The underfitted case We consider that at least one covariate is missing in the real model. For any \(\lambda \in O_{-}\)satisfying \(S_\lambda \nsupseteq S_T\), by virtue of the assumption (A2), we have \(L_n^{S_\lambda } \geqslant L_n^{S_T}\). Recall that the definitions of \(L_n^S\) and \(\textrm{BIC}_\lambda\); we can verify that

$$\begin{aligned} \begin{aligned} \textrm{BIC}_\lambda&=\frac{12 \hat{\tau }^2}{n^2} \sum _{i \leqslant j}\left| Y_i- \rho W Y_i- \hat{g}\left( X_i^{\textrm{T}} \hat{\beta }^\lambda \right) +Y_j- \rho W Y_j- \hat{g}\left( X_j^{\textrm{T}} \hat{\beta }^\lambda \right) \right| +\frac{\log (n)}{n} d f_\lambda \\&\geqslant 12 \hat{\tau }^2 L_n^{S_\lambda }+\frac{\log (n)}{n} d f_\lambda \geqslant 12 \hat{\tau }^2 L_n^{S_T} . \end{aligned} \end{aligned}$$

Therefore, we have \(\textrm{P}\left( \inf _{\lambda \in O_{-}} \textrm{BIC}_\lambda >\textrm{BIC}_{\lambda _n}\right) \rightarrow 1\) holds.

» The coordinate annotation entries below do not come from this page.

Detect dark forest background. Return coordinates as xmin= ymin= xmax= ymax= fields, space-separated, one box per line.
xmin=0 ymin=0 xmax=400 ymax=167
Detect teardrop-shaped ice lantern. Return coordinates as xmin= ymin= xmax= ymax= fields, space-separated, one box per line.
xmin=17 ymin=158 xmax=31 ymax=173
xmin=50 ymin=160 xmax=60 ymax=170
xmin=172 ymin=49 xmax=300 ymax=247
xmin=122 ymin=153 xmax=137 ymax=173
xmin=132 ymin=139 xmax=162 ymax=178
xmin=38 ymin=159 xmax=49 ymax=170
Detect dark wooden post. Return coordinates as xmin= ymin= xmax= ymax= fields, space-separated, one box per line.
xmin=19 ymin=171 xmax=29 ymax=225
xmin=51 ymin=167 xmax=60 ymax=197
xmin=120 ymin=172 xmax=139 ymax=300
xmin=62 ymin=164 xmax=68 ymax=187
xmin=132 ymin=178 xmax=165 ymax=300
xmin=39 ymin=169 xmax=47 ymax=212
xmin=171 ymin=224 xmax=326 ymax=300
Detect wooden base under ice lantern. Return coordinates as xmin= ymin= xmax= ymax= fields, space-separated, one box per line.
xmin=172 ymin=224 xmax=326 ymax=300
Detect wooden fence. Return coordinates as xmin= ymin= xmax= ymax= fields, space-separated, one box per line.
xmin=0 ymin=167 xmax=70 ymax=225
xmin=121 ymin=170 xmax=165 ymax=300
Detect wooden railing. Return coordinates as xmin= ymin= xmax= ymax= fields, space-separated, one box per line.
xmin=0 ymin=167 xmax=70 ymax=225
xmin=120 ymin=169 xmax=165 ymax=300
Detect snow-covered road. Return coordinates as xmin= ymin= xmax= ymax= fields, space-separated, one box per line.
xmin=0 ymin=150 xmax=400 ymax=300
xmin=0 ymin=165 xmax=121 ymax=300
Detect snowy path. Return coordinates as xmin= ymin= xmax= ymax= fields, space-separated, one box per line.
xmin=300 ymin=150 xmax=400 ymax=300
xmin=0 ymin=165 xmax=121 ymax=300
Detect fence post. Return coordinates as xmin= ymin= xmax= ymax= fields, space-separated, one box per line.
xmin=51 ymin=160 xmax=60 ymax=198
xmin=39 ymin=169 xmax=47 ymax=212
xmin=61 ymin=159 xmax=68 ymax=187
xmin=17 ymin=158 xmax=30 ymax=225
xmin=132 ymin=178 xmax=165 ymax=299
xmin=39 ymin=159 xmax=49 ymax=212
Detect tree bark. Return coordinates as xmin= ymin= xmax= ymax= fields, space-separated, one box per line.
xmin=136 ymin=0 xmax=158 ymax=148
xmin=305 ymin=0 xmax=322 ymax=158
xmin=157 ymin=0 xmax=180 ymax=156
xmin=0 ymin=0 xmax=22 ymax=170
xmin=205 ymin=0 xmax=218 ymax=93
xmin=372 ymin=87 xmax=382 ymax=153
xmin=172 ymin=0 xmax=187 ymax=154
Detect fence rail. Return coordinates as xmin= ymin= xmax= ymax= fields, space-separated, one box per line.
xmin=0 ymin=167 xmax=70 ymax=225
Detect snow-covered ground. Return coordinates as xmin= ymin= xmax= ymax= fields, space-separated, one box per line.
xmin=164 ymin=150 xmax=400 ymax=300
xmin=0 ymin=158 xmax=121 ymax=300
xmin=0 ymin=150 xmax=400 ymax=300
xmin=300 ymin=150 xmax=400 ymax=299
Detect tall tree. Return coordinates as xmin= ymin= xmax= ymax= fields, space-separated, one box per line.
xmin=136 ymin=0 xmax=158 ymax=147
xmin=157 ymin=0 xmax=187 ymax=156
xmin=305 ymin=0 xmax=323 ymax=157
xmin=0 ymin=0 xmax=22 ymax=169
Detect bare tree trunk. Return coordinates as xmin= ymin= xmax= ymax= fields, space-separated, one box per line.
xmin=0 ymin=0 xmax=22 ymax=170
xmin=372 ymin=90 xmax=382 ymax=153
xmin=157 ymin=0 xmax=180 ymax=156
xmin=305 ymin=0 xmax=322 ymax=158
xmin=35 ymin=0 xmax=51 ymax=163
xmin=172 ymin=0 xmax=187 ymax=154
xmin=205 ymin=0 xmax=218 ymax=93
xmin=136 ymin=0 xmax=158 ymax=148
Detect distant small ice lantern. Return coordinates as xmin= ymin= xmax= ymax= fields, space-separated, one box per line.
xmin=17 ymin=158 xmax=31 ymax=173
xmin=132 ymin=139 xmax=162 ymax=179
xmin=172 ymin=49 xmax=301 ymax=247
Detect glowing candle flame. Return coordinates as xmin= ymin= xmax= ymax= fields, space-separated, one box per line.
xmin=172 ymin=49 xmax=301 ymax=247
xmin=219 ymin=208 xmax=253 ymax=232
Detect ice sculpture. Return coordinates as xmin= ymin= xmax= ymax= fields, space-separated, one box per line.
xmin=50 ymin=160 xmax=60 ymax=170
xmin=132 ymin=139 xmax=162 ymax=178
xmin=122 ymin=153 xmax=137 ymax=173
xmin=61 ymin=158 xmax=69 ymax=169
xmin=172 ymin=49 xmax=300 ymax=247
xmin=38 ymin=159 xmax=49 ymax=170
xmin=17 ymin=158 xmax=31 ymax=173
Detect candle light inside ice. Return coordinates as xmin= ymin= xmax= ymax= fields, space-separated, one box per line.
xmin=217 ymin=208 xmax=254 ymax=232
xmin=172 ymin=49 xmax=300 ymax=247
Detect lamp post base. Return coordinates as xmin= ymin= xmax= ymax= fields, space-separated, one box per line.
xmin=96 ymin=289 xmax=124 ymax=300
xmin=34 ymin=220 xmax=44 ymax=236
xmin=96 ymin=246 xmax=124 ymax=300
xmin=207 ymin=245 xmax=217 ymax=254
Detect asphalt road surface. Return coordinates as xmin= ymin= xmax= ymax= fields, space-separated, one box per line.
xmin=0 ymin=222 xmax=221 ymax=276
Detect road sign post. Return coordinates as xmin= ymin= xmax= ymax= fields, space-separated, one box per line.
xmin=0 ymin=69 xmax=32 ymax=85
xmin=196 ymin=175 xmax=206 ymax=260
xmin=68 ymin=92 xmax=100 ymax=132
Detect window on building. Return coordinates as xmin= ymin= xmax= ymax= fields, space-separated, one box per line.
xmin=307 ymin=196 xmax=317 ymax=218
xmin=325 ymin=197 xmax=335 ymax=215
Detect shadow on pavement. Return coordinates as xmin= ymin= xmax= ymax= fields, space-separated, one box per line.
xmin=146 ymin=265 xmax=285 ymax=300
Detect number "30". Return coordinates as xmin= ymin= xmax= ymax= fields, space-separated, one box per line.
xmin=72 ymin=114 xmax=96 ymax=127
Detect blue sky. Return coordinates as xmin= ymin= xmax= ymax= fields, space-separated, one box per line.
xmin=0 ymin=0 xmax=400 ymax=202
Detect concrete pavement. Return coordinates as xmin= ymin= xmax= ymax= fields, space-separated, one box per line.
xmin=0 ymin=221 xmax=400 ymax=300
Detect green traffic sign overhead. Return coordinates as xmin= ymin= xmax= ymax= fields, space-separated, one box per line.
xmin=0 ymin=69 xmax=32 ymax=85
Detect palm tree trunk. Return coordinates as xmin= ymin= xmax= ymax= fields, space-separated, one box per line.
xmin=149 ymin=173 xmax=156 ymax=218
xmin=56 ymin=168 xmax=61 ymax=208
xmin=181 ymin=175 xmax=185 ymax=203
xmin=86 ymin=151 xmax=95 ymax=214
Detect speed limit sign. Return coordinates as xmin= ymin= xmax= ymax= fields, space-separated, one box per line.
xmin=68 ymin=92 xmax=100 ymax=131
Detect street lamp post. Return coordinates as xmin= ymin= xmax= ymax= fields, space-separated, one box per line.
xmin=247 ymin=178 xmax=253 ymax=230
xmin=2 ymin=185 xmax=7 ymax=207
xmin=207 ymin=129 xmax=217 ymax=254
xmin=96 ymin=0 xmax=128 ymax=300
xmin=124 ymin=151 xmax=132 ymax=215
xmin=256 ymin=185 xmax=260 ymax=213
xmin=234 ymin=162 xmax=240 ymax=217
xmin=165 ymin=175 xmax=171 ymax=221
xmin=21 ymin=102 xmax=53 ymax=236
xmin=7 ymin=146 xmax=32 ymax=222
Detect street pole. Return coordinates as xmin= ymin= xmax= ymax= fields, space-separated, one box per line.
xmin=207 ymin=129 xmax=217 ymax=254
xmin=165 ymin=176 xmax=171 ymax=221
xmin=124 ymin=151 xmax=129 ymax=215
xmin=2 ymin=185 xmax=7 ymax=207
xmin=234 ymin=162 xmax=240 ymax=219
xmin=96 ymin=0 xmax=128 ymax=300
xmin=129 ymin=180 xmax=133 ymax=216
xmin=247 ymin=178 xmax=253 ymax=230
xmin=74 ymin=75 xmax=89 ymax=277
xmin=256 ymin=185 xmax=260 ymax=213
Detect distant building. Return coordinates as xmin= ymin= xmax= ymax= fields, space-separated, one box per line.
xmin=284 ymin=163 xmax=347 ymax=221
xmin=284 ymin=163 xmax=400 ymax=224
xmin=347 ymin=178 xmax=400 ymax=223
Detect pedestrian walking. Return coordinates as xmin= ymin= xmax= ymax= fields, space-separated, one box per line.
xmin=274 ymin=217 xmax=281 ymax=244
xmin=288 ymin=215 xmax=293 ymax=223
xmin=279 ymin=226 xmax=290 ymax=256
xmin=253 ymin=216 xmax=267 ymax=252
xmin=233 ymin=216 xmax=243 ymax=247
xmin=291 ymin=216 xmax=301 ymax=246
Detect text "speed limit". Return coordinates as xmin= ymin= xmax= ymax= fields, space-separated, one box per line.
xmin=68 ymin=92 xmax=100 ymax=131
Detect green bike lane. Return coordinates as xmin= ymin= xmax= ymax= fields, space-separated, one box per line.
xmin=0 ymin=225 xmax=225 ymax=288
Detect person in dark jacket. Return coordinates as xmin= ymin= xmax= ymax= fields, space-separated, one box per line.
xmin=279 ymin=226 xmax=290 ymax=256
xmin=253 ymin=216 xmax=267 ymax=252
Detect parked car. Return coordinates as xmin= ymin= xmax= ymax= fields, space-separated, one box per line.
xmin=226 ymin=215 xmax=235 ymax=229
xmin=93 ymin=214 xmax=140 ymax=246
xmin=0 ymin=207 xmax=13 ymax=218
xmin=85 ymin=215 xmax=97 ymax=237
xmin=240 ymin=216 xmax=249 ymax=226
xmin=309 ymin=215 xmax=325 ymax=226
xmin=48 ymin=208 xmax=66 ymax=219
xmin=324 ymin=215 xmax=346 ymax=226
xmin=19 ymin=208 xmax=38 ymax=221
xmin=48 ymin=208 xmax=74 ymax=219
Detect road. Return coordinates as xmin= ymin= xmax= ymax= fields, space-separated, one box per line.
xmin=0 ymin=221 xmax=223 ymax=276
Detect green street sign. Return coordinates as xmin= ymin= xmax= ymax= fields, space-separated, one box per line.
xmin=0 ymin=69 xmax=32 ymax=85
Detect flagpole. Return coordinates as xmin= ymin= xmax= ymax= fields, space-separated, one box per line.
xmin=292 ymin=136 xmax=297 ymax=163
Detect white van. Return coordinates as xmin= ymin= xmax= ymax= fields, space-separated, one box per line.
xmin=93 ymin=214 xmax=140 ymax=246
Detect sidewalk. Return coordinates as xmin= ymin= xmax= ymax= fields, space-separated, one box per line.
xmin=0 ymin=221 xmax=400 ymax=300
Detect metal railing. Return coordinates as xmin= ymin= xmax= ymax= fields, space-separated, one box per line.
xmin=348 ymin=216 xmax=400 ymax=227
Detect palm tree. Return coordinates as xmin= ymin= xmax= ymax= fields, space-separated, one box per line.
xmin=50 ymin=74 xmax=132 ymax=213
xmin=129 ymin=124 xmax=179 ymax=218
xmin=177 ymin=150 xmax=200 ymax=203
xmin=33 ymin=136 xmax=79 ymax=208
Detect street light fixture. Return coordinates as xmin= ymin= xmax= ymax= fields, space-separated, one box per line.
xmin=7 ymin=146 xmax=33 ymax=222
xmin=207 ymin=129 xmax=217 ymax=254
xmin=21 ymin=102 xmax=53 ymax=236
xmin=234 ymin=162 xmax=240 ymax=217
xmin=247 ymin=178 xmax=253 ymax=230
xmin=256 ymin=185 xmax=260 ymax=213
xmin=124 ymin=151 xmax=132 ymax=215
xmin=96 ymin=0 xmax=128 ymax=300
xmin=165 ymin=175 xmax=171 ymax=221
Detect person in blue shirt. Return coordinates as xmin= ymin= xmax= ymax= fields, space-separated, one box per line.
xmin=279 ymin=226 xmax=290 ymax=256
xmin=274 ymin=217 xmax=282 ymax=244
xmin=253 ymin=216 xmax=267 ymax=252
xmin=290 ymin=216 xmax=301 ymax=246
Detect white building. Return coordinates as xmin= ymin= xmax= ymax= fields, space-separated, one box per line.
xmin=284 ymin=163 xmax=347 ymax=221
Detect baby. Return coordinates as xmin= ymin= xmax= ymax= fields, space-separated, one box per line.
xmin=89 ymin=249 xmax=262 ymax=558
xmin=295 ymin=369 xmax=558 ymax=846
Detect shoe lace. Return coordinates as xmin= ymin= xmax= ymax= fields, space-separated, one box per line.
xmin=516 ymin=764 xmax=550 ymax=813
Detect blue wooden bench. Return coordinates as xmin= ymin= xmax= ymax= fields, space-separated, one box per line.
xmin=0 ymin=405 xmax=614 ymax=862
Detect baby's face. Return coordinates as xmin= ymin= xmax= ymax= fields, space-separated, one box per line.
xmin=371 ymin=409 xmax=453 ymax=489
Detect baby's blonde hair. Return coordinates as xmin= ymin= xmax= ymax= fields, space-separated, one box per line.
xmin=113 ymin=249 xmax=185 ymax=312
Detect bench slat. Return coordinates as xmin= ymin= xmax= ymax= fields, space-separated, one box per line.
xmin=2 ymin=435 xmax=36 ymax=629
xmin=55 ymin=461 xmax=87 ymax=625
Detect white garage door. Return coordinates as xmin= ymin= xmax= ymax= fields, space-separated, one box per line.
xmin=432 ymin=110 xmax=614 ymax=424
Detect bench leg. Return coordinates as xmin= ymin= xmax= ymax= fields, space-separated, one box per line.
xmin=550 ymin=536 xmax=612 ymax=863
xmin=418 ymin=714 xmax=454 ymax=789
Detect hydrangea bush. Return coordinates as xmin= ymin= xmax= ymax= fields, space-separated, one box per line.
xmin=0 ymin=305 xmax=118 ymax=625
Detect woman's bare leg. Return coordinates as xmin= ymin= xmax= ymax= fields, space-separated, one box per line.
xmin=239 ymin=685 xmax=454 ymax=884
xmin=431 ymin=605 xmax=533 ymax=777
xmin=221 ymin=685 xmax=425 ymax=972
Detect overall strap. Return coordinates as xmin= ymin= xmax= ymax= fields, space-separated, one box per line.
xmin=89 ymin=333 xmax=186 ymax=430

The overfitted case We consider the model contains all the covariates in the true model and at least one covariate that does not belong to the true model. Let

$$\begin{aligned} \bar{L}_n(\beta )=\frac{1}{n} \sum _{i \leqslant j}\left| Y_i-\rho W Y_i-\hat{g}\left( X_i^{\textrm{T}} \beta \right) +Y_j-\rho W Y_j-\hat{g}\left( X_j^{\textrm{T}} \beta \right) \right| \end{aligned}$$

for any \(\lambda \in O_{+}\)satisfying \(S_\lambda \supset S_T\) but \(S_\lambda \ne S_T\). Then, we have

$$\begin{aligned} n\left( \textrm{BIC}_\lambda -\textrm{BIC}_{\lambda _n}\right) =12 \hat{\tau }^2\left( \bar{L}_n\left( \hat{\beta }^\lambda \right) -\bar{L}_n\left( \hat{\beta }^{\lambda _n}\right) \right) +\left( d f_\lambda -d f_{\lambda _n}\right) \cdot \log (n) \end{aligned}$$

(A.11)

We can learn from assumption (A1) that both \(\hat{\beta }^\lambda\) and \(\hat{\beta }^{\lambda _n}\) are \(\sqrt{n}\)-consistent, i.e., \(n\left\| \hat{\beta }^\lambda -\beta _0\right\| ^2=\) \(O_p(1)\) and \(n\left\| \hat{\beta }^{\lambda _n}-\beta _0\right\| ^2=O_p(1)\). Besides, we can verify that \(\bar{L}_n\left( \hat{\beta }^\lambda \right) =O_p(1)\) and \(\bar{L}_n\left( \hat{\beta }^{\lambda _n}\right) =O_p(1)\). Moveover, \(\textrm{P}\left( d f_\lambda -d f_{\lambda _n} \geqslant 1\right) \rightarrow 1\) as \(n \rightarrow \infty\); it follows that the right-hand side of (A.11) diverges to \(\infty\) with probability tending to 1 . Hence, \(\textrm{P}\left( \textrm{inf}_{\lambda \in O_{+}} \textrm{BIC} \textrm{C}_\lambda >\textrm{BIC}_{\lambda _n}\right) \rightarrow 1\). In general, we complete the proof by combining the two case.